Don e Maxine Simpson morreram no mesmo dia, mas deixaram uma história de amor digna de Hollywood para ser contada. Segundo o jornal norte-americano “The Huffington Post”, os dois eram casados havia 62 anos e, deitados em camas lado a lado, deram as mãos momentos antes de morrerem.

De acordo com Melissa Sloan, neta do casal, Maxine morreu primeiro. Enquanto o corpo era retirado do quarto, ela diz ter percebido a respiração do avô diminuir. Quando ela voltou, Don também havia morrido. Médicos afirmam que o intervalo entre as mortes foi de quatro horas.

A neta ficou emocionada com a demonstração de amor dos avós mesmo após tantos anos de casamento. Segundo ela, era possível ver o avô sorrindo logo após a mulher ser colocada ao seu lado. “Foi incrível, uma verdadeira história de amor”, diz.

O drama começou duas semanas antes, quando Don caiu e quebrou a bacia. A família o levou para um hospital de Bakersfield, na Califórnia, mas seu estado de saúde piorou rapidamente.

Ao mesmo tempo, Maxine – que lutava contra um câncer – teve de ser internada por conta do avanço da doença.

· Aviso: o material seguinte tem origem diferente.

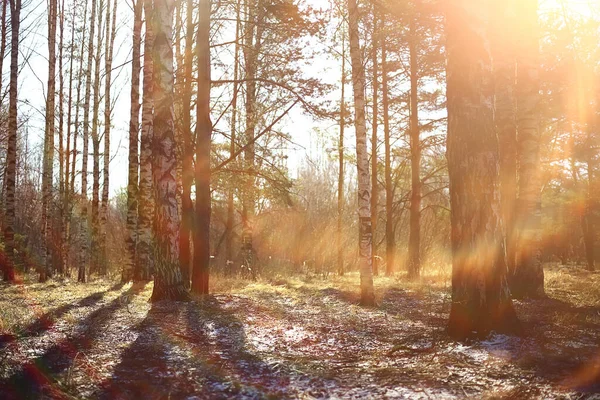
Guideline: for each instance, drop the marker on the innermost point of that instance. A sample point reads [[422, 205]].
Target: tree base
[[466, 323], [172, 293]]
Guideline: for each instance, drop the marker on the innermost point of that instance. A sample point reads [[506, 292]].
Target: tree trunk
[[390, 242], [144, 267], [67, 186], [364, 190], [110, 38], [77, 103], [527, 279], [168, 284], [374, 184], [11, 153], [60, 229], [414, 240], [46, 268], [201, 268], [481, 300], [84, 155], [187, 206], [232, 145], [96, 254], [341, 174], [134, 126], [588, 220], [251, 49], [503, 43]]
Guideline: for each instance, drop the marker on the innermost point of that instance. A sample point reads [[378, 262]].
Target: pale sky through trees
[[304, 130]]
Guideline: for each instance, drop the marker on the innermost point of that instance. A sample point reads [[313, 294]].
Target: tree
[[232, 141], [414, 241], [503, 43], [364, 191], [341, 174], [527, 278], [374, 139], [390, 242], [481, 299], [96, 236], [200, 271], [108, 55], [84, 155], [168, 283], [134, 127], [187, 178], [144, 264], [46, 268], [11, 154]]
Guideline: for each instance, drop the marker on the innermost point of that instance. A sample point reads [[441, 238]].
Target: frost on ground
[[296, 339]]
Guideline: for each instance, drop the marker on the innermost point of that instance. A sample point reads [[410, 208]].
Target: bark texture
[[11, 153], [144, 265], [84, 155], [527, 278], [134, 127], [168, 284], [364, 189], [390, 242], [414, 239], [47, 174], [200, 271], [481, 300]]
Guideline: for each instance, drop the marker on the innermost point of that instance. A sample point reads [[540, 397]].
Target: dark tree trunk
[[11, 154], [481, 300], [201, 269], [414, 240]]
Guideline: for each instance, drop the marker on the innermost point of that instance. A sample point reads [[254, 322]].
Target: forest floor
[[292, 338]]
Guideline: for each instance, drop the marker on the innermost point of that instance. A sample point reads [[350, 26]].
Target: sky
[[33, 83]]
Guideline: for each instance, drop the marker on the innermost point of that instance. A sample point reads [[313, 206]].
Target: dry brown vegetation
[[294, 337]]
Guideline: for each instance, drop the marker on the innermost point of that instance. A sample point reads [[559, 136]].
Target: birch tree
[[48, 164], [527, 278], [146, 206], [11, 154], [481, 299], [168, 283], [134, 127], [364, 190], [200, 272], [85, 148]]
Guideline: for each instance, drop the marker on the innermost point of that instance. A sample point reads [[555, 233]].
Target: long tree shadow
[[192, 348], [39, 376], [563, 345]]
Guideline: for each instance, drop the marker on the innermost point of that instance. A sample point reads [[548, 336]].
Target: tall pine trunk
[[527, 278], [481, 300], [414, 240], [390, 242], [60, 232], [134, 127], [11, 153], [341, 174], [503, 42], [374, 184], [187, 206], [67, 186], [84, 155], [232, 144], [104, 207], [144, 264], [168, 283], [201, 268], [362, 157], [46, 268], [96, 254]]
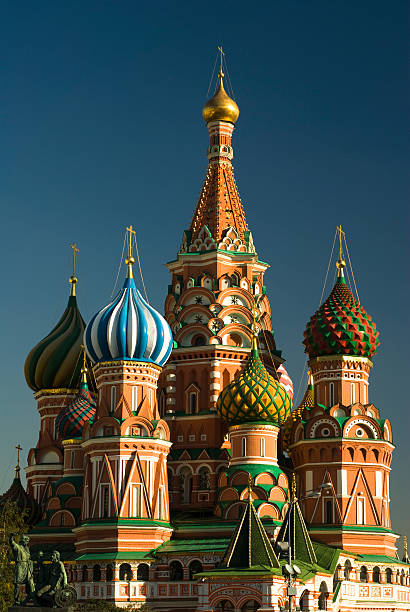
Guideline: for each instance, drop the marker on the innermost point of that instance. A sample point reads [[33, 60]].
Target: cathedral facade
[[170, 467]]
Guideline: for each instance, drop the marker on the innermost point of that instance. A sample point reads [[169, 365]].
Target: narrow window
[[105, 502], [192, 403], [160, 503], [135, 501], [243, 447], [331, 394], [113, 397], [328, 512], [360, 511], [135, 399]]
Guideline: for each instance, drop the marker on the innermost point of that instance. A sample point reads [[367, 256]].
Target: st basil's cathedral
[[170, 468]]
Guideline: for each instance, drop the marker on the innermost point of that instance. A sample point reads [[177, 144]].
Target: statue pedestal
[[39, 609]]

Foi então que, sabendo do forte laço entre os dois, a família decidiu colocá-los lado a lado, no mesmo quarto, para que um desse forças ao outro. “Minha avó abriu os olhos e viu meu avô. Eles deram as mãos e sabiam que estavam próximos”, diz Sloan.

A neta fala, ainda, sobre o amor que o avô tinha pela companheira. “Tudo o que Don queria era estar com sua linda mulher. Ele adorava minha avó, amava-a mais do que tudo.”